Supreme Court Hooks Up Monsanto With a Massive Save, Dismissing Roundup Cancer Lawsuits in 7-2 Ruling
The high court told a sick Missouri man he can't sue the chemical giant because the feds already approved the weed killer's label.

The system just did what the system always does. On June 25, 2026, the Supreme Court handed Monsanto a massive get-out-of-jail-free card, ruling 7-2 that the chemical giant is shielded from getting sued in state courts over its famous weed killer, Roundup. For anyone who has been tracking these cases, this is a devastating blow. Thousands of everyday people who got sick and claim glyphosate gave them cancer are now locked out of court because the justices decided federal regulations matter more than real people's lives.
The whole legal battle kicked off when James Durnell, a regular guy from Missouri, took Monsanto to court. He argued that the company knew its weed killer was dangerous but failed to warn consumers on the bottle. But Monsanto, which is now owned by the massive multi-billion-dollar corporation Bayer, took the case all the way to the top. They argued that because the federal government’s Environmental Protection Agency (EPA) approved their label, no local state court or jury should be allowed to say otherwise.

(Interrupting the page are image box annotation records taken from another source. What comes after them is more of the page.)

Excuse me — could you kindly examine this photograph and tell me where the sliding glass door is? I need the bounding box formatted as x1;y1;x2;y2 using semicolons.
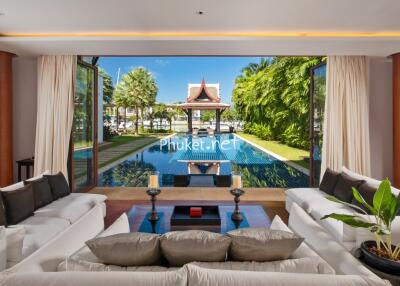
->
310;63;326;187
70;60;97;191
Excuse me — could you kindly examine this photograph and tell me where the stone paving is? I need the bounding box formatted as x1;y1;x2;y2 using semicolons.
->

Justice Brett Kavanaugh wrote the majority opinion, and he kept it strictly about the federal rules. He wrote that the Federal Insecticide, Fungicide, and Rodenticide Act (FIFRA) completely blocks state-level claims. According to Kavanaugh, because Durnell’s lawsuit wanted Monsanto to put warnings on their bottles that were "in addition to or different from" what the EPA required, the federal law shuts it down. Basically, Kavanaugh said if the feds okayed the label, you can't sue them for not warning you about cancer, no matter how sick you get.

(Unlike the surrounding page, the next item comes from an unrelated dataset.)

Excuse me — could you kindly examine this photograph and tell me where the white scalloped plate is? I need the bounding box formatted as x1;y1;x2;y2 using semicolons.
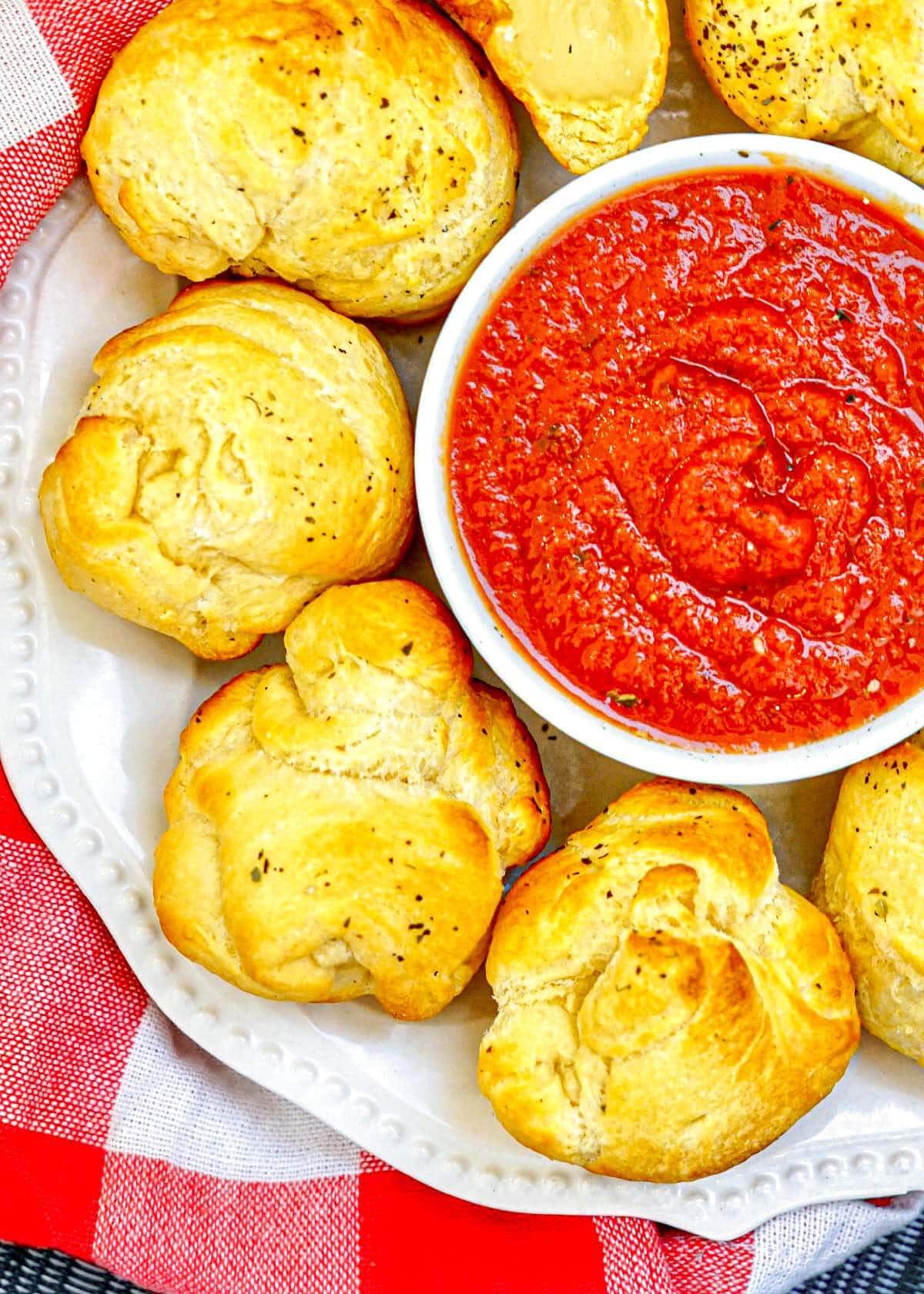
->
0;30;924;1239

Monsanto’s lawyer, former Solicitor General Paul Clement, didn't hold back during oral arguments. He basically told the court that they couldn't let "a single Missouri jury second-guess" the EPA's big-money decisions. Clement argued that there needs to be one uniform standard for the whole country, protecting corporations from having to deal with different rules in different states. It’s the classic corporate playbook: get the federal government to set a low bar, and then use that bar to shield yourself from any real accountability in front of regular people.

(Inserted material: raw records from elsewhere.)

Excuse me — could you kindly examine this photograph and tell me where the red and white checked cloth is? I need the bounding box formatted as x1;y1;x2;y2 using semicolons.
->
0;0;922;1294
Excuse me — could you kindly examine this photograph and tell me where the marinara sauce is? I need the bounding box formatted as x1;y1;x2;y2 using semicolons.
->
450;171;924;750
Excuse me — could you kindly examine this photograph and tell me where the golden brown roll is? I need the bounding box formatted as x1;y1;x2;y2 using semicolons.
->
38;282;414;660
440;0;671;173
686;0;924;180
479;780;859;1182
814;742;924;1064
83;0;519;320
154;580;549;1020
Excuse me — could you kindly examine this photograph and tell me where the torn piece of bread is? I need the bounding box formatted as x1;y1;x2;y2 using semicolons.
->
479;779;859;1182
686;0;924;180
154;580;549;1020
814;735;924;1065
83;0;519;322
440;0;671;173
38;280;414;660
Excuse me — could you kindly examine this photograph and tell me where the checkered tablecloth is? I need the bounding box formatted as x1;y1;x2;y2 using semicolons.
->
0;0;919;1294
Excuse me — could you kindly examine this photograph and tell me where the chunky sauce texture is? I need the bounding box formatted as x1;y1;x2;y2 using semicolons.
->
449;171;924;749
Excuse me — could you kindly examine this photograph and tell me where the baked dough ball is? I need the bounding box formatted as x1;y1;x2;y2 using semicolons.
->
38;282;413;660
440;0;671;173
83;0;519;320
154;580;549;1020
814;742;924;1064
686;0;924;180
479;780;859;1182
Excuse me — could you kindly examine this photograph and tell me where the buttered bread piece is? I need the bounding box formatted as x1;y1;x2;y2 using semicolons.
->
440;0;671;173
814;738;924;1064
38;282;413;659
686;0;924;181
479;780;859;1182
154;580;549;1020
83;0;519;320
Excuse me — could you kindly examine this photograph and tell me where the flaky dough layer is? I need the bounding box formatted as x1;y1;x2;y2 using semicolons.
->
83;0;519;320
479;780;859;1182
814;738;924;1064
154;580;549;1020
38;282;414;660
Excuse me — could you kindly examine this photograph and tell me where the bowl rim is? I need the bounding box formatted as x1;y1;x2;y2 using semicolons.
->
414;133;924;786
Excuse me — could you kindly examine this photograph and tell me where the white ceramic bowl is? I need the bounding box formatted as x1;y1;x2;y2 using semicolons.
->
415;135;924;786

To make matters worse for the people on the ground, the current U.S. Solicitor General, John Sauer, sided right along with Monsanto. Sauer backed up the company’s argument, and the majority of the Supreme Court justices fell right in line. It’s wild to watch the government's top lawyers team up with a corporate chemical giant to tell a sick citizen that he has no right to demand a warning label on a product that he believes poisoned him.